弁護士ラベンダー読書日記

札幌弁護士会所属・弁護士田端綾子の読書日記

家庭裁判月報第62巻第11号 婚姻費用について

・「婚姻費用分担事件の審理 手続と裁判例の検討」
阪高裁部総括判事による検討です。大阪高裁管内の未公刊裁判例も多く紹介されており、算定表の副読本として要チェックです。論点としては、婚姻関係が破綻している場合に婚費分担義務を軽減すべきかどうか(軽減させる裁判例を紹介しつつ、筆者は消極見解)、有責配偶者の婚費請求について(軽減の是非、程度、有責性の審理方法)、分担の始期(実務は請求時以降が多数としつつそれより遡るのはどのような場合か)、イレギュラーなケースの収入の認定方法、住宅ローン、教育費(高校無償化について。

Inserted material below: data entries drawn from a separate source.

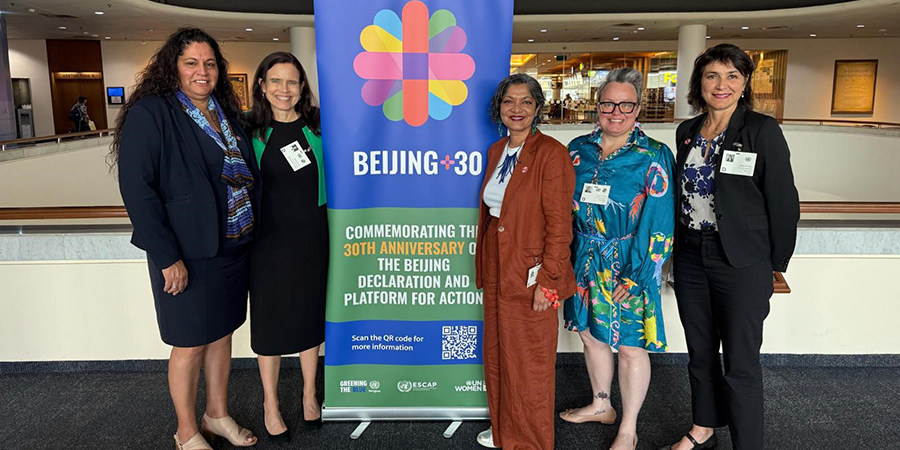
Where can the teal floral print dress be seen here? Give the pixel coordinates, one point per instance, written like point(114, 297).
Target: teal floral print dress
point(623, 242)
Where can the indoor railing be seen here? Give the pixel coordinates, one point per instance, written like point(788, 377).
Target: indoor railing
point(118, 212)
point(58, 138)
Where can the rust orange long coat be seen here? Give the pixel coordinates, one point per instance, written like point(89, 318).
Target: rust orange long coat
point(536, 218)
point(535, 226)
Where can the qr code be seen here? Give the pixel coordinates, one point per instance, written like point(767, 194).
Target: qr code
point(458, 342)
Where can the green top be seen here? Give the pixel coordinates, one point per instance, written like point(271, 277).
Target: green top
point(314, 141)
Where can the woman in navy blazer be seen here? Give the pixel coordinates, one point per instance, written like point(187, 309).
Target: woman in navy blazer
point(188, 179)
point(736, 221)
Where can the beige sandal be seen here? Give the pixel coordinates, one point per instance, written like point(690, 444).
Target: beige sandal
point(228, 429)
point(195, 443)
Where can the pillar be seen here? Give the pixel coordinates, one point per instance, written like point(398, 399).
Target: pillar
point(7, 107)
point(691, 43)
point(303, 46)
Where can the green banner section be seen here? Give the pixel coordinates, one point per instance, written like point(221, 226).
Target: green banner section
point(379, 386)
point(403, 264)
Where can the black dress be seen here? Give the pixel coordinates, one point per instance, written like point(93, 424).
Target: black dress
point(289, 260)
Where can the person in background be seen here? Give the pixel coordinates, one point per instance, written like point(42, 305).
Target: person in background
point(188, 179)
point(623, 236)
point(79, 117)
point(522, 262)
point(289, 262)
point(737, 212)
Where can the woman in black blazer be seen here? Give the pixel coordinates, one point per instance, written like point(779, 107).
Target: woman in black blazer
point(736, 222)
point(187, 175)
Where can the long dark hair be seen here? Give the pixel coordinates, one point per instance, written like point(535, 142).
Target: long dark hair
point(725, 54)
point(260, 117)
point(160, 78)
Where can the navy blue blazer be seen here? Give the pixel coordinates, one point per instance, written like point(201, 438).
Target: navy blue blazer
point(168, 193)
point(756, 216)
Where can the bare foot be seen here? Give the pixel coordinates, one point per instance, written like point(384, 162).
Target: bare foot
point(592, 409)
point(311, 410)
point(273, 420)
point(624, 441)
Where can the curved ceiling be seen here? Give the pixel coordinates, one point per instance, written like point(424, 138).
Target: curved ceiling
point(150, 20)
point(526, 7)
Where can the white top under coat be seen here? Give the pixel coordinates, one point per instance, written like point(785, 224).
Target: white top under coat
point(495, 189)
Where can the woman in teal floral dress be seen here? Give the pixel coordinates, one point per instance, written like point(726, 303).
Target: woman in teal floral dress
point(623, 217)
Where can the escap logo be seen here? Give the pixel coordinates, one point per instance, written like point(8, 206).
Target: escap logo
point(413, 65)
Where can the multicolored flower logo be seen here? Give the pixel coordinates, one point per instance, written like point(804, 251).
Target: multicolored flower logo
point(414, 66)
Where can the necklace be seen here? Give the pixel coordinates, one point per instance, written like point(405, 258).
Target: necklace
point(715, 132)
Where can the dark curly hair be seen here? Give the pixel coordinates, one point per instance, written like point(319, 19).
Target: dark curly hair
point(725, 54)
point(534, 88)
point(160, 78)
point(260, 117)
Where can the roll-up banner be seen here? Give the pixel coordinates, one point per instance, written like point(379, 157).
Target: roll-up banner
point(405, 89)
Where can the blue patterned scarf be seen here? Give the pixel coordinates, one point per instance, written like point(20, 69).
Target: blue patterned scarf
point(235, 173)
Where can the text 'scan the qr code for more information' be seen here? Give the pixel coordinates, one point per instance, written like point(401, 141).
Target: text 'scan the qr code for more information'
point(458, 342)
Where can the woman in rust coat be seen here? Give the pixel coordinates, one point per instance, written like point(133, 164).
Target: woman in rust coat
point(522, 263)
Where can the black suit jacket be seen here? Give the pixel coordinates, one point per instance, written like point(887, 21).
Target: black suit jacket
point(168, 192)
point(756, 216)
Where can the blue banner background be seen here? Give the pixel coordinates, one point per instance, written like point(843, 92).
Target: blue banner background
point(349, 124)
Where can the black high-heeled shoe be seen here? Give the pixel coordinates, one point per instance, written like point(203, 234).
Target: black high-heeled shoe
point(709, 444)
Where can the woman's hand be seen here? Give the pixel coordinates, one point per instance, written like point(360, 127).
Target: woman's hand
point(541, 301)
point(621, 294)
point(176, 278)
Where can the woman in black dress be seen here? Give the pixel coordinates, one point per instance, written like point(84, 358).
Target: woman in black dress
point(290, 256)
point(187, 176)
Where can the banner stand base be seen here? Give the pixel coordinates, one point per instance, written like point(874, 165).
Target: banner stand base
point(448, 433)
point(431, 413)
point(359, 430)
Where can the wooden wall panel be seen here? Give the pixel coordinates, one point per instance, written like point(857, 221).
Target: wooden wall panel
point(75, 56)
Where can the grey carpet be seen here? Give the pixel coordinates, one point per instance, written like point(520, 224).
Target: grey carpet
point(807, 407)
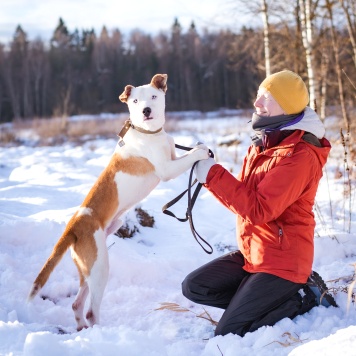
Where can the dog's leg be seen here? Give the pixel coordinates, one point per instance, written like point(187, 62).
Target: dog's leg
point(78, 306)
point(114, 226)
point(98, 278)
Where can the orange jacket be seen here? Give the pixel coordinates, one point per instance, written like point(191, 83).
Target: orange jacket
point(273, 198)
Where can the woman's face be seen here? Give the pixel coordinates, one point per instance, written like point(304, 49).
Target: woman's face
point(266, 105)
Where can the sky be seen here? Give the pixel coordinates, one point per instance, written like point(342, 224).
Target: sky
point(42, 186)
point(40, 17)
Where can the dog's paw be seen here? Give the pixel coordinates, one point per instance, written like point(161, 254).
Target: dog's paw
point(200, 152)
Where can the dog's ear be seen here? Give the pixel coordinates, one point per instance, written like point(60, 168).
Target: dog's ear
point(159, 81)
point(126, 93)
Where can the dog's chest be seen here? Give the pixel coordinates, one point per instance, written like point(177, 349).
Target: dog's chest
point(135, 178)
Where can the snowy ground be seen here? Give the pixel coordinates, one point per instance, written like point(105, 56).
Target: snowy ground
point(40, 189)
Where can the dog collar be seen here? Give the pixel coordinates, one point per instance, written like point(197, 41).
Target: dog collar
point(126, 128)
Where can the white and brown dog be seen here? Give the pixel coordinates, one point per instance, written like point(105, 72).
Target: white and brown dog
point(143, 157)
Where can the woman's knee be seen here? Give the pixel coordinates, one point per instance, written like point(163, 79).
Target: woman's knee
point(192, 290)
point(187, 288)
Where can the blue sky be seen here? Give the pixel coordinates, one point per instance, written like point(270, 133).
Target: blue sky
point(39, 17)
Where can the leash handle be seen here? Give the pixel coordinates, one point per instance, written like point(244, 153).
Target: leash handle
point(191, 202)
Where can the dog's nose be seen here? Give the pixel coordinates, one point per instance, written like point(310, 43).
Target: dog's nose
point(147, 111)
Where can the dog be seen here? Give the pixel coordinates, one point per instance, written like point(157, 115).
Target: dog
point(144, 156)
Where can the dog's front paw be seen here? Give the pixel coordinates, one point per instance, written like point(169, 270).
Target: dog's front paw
point(200, 152)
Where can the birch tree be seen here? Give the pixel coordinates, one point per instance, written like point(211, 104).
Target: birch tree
point(329, 7)
point(264, 11)
point(307, 37)
point(346, 6)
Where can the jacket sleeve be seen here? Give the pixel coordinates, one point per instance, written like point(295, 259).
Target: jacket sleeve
point(280, 187)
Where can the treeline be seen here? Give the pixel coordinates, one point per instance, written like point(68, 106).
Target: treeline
point(84, 72)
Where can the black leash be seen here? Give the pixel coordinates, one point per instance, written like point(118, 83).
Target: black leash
point(191, 202)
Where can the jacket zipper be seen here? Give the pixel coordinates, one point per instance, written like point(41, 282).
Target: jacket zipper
point(280, 234)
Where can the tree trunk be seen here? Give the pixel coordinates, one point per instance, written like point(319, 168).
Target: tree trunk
point(307, 36)
point(350, 29)
point(266, 37)
point(346, 118)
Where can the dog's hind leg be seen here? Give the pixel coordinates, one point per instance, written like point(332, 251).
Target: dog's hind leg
point(79, 303)
point(78, 306)
point(98, 278)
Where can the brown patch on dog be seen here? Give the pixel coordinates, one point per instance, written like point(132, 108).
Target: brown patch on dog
point(126, 93)
point(159, 81)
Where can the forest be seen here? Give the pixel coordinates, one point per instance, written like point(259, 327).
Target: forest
point(83, 72)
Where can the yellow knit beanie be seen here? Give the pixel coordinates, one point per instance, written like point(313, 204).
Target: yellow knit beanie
point(288, 89)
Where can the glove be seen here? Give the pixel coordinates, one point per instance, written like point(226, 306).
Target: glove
point(202, 169)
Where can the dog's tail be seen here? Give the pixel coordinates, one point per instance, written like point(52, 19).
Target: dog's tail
point(66, 240)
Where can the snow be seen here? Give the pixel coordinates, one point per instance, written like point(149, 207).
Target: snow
point(40, 189)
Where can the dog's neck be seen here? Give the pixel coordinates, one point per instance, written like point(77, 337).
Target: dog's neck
point(128, 124)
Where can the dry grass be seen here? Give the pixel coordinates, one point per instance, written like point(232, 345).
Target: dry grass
point(177, 308)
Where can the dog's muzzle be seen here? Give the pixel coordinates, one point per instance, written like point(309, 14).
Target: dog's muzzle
point(147, 112)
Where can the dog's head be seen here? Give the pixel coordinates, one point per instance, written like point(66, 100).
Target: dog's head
point(147, 103)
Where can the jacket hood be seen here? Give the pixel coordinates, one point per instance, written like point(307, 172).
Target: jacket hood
point(309, 123)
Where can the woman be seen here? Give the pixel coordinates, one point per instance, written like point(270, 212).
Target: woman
point(273, 198)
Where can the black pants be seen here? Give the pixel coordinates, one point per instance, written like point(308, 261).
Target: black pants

結論は考慮不要)、医療費の考慮、高額所得者の場合。
東京高裁平成21年9月28日決定
婚費支払義務者が課長になり残業代がつかなくなっても、昇進後の年収が実際にどうなるか予測困難として、昇進前の年収(前年分の年収)に基づき婚費を算定した決定です。原審判維持です。
・大阪高裁平成22年3月3日決定
歯科医である婚費支払義務者が勤務先を退職し、大学の研究員となって収入減少したとして申し立てた婚費減額申立に対し、以前と同程度の収入を得る稼働能力があるとして、事情の変更を認めず申立を却下した決定です。6万円から1万円への減額を認めた原審を取り消したものです。